Primary residences and second homes can each be leveraged in different ways to help achieve financial goals. One has the potential to be an investment vehicle (generating income while appreciating in value) and the other is simply a lifestyle asset – can you guess which one is which?
Let’s explore the role both primary and secondary residences play in your plan, and what to consider when you’re looking to buy or sell real estate to avoid making financial mistakes.
Primary Residence: Is now a good time to downsize?
When building financial plans, our financial advisors consider a client’s primary residence a lifestyle asset, something you use for enjoyment, memories, and utility. It’s not expected to produce income or appreciate similar to other investments. In comparison, non-lifestyle assets are investments and income that support your spending needs.
As we move through life, our living situation changes, children may leave the nest and realize the big house has become more of a burden than a necessity. When making the decision to downsize, there are several factors to consider that may influence your decision.
- The state of the housing market. Can you find another home to move into?
- Calculate and compare expenses between your current home and a new one.
- Check if there are any tax advantages to selling your primary residence (for example, can all or some of the proceeds from a sale be excluded from capital gains taxes).
In theory, downsizing seems like a logical step; however, you should confirm that your finances will benefit from such a move. Real estate taxes, utility bills, normal maintenance, and upkeep costs will help determine when it is a good time to downsize and sell your home.
Second Home: Is owning a second home a smart financial decision?
When it comes to buying a second home, it’s essential to ask, “Is this a smart financial decision?” The following prompts will help walk through what to consider:
- The time, cost, taxes, etc. of owning a second home. If you’re using it as a vacation home, include and compare the cost of owning versus the cost of renting a couple times a year. If you’d like to offset some of the cost of a mortgage, consider renting your vacation home when you aren’t using it.
- Homes tend to be very illiquid (able to generate cash quickly). If you are in a cash crunch, it’s much faster and easier to raise cash quickly by converting investments to cash. But of course, you want to be careful about how those withdrawals may impact your plan.
- For those with a goal of owning multiple properties, it’s important to remember the risks of any investment and avoid over exposure. A good rule of thumb is to keep total real estate less than 30% of your net worth.
- Understand that if the second home is in another state, there are ways to title the home so it can transfer to family outside of probate court. Dealing with probate court can be a very time-consuming, public, and expensive process.
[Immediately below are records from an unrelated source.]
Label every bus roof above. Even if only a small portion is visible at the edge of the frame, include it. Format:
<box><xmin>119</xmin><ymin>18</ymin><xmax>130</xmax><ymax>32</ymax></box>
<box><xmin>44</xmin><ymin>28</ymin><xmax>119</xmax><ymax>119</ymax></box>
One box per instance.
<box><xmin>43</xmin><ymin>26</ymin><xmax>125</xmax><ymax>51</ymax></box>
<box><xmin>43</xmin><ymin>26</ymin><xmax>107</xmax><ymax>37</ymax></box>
Ensure your estate plan is in proper order by starting a conversation with a financial consultant or working with your estate planning attorney.
Those are just a few things to think about and acknowledge before making the decision to change your primary residence or purchase a second home. Whether it’s a pro/con list, ROI calculation, or cost-benefit analysis, it’s important to evaluate all options and implications.
Buying a new home is an exciting, emotional experience. Be wary of those feelings overriding your long-term goals and interrupting your financial plan. When the time comes, consult with your financial advisor for an unbiased perspective on your unique situation.